Mile 9. 7:48: Uh oh. I haven't eaten well today. My stomach would hurt if my brain was still working well enough to tell it to hurt. I'll try some water. SHIT, I lost one of my water bottles somewhere. Grrrr. Maybe I'll have some Gu. Yum. Hey, where are my gloves? SHIT, I lost my gloves somewhere. Oooh, pretty bird. Is that a train horn? Weird. Sure is a nice day out. Dee dee dee. Uh oh. I'm losing my mind.

Mile 10. 7:37: I'd like to be done now please. I'd like to be done now please. I'd like to be done now please. I'd like to be done now please. I'd like to be done now please. I'd like to be done now please. I'd like to be done now please. Hey look, my car. That wasn't so bad.

Wednesday, February 06, 2008

Child Clowns!

Some things are just too good to keep to myself.

The Colleague sent me this while I was supposed to be paying attention in a meeting recently. It will not surprise you that I am no longer on the committee that was holding that particular meeting:




How did I ever get through work without YouTube?

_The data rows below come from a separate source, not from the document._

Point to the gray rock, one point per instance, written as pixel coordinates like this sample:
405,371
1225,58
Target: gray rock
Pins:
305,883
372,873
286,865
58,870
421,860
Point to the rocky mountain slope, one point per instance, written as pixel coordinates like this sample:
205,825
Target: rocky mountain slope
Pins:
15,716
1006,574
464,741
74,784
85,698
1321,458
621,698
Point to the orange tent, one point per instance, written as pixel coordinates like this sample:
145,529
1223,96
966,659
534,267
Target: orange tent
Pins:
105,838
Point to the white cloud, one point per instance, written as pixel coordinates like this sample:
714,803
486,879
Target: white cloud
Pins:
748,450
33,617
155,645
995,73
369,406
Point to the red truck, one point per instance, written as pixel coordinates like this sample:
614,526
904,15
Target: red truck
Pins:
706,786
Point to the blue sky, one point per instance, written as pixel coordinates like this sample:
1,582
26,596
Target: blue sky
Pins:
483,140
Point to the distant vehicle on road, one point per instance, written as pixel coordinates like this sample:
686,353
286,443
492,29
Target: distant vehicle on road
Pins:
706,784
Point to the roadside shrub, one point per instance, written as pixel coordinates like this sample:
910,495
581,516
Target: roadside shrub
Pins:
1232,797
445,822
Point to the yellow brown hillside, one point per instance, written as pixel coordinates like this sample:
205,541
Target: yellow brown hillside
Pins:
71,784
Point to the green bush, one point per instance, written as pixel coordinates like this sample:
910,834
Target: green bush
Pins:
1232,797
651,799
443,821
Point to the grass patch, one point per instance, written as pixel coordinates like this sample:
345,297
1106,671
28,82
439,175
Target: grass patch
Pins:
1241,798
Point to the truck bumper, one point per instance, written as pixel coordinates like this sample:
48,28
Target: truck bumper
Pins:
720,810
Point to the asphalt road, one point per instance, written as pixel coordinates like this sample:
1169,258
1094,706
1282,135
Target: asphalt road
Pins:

Tuesday, February 05, 2008

Something New (and a Random List)



SOMETHING NEW
As I write this, I am loading the new Jack Johnson album, "Sleep Through the Static", onto my trusty orange iPod Shuffle so I can listen to it on today's planned tempo run (which is actually yesterday's planned tempo run postponed due to lameness). Early report on "Sleep Through the Static": a little less "surf tune" than Jack's last two albums, and definitely less cutesy than the music off the "Curious George" soundtrack. Duh.

I am also loading this year's runs into a newly discovered online running log called RunningAHEAD. Note the run statistics being pushed through to this page underneath the links. Cool, huh? Those totals look pretty sad though....

Let's see, what else...A RANDOM LIST

  • My fave running kicks have found their way to Sierra Trading Post, which is great because they are half their normal price. HOWEVER, this means the model is doomed. It is being closed out. It is being left behind. So I am stuck with the decision: do I suck it up and stockpile new pairs of the same shoe? Or do I just assume that I will find another shoe that I like as much?
  • It's a long way off yet, but Cap'n Ron and I found a way (with considerable help and encouragement from The Colleague) to keep our annual Joshua Tree trip on the calendar. This year we're taking the motorcycles all the way down and back for a little adventure to go with our adventure.
  • Would it really be so hard for Hillary and Barack to get together and decide to run as a ticket this year then switch for 2012? Come on. This election "process" is such a joke.
  • I've always thought this, but watching a Sundance Channel documentary on Wilco has me newly convinced that they are the country's smartest band. I just loaded "Yankee Hotel Foxtrot" onto the shuffle too.
  • The oldest daughter of The Colleague got braces today. Not sure what else to say about that. Though I do remember being excited to get braces when I was 14. Weird.
  • David Shields' new book, The Thing About Life is that One Day You'll be Dead hits the streets today. The Colleague and I read an advance copy a couple of weeks ago...worth reading for sure. Check it out.
  • It's been technically true for a while, but I have confirmation that Uncle Dan is indeed back in Seattle. Seems Denver wasn't his style. I'm sticking some Maker's Mark and Diet Coke for ya brother. Come on by The Palace anytime. And bring the junior linebacker with you.
  • Here I am typing away when an email comes in from a college friend. It turns out one of our fraternity brothers from way back then is the subject of one of Oprah's home makeover situations. Weird.
  • I'm not fucking Matt Damon. But Sarah Silverman is.
  • Remember when you realized why mother-in-law jokes exsited? Well, I'm truly learning why ex-wife jokes exist.
  • I can tell it's winter training time because most of my workouts consist of looking at my shoes or the bike, anticipating the pending torture, walking to the fridge and opening a Red Hook. If I don't participate, this micro brew craze might not catch on.
That's all I know. I should be working.